LongBlow will be all over you for that, because Mark Levin says Rubio is NBC. Both of them are wrong.
That was a great series, too bad they loaded it with F-bombs, else it would be a good tool for teaching young skulls full of mush about politics.
If you insult people, their supporters circle the wagons. If you argue for preserving the fundaments of American culture, some will still circle the wagons, but others will listen.
Incidentally, for those who do not know this: Jefferson purchased Louisiana precisely for the purpose of protecting the Anglo/Celtic coastal cultures from the Hispanic. He did not disrespect anyone. He understood that we are not all interchangeable, however. (To put it very simply, whom do you think had a clearer understanding of nations, history & culture, Jefferson or Clinton, Bush or Obama?)
We need to have a fuller discussion of these questions, and not let the Leftist media intimidate us into walking on eggs, as it were.
Speaking of Idiots.......
Hispanics aren't going away, should we just cede this Country without a fight?
You Open Borders Pimps are out in force today.
You should ping LongBlow for help.
What do you call a government that is so bad their biggest source of income, comes from illegals that are here working, and send money home.
Illegals self deport as soon as laws are enforced, even just a little. Getting troll vibes....

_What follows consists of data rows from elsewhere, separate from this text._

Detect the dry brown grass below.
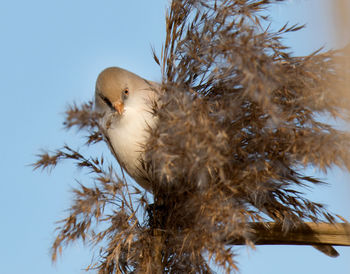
[35,0,350,273]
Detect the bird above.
[95,67,160,191]
[95,67,350,257]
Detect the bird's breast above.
[107,104,155,187]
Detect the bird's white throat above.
[106,93,155,186]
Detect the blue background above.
[0,0,350,274]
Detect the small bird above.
[95,67,350,257]
[95,67,159,190]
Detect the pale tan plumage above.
[95,67,350,257]
[95,67,159,190]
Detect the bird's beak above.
[113,101,124,115]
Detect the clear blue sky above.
[0,0,350,274]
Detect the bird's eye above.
[98,93,114,109]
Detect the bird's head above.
[95,67,146,115]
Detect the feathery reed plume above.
[34,0,350,273]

That does not look like the manner of spirit in which the War of Independence materialized. That war is the foundation upon which Jefferson even attained the level of power he did. Sometimes it really is necessary to take arms against a sea of troubles rather than endure the slings and arrows of leftist fortune.
Thanks itsahoot, but I wasn’t talking about definitions of NBC, though I definitely have my opinion on that. It is simply what I believe. I simply believe that our president should be born American of two American parents. There should be no other allegiances involved. In my awkward way, that is the point I was making.
I don’t want to get into the whole NBC thing though, as I said, I definitely have my opinion on that one. ;-)
Pretty much. Else just make the Constitution and Bill of Rights into @ss wipe.
Lawyers have compiled thousands upon thousands of pages of documents to tell us simple minded folks what the Constitution means.
We haven't even figured out what Is means.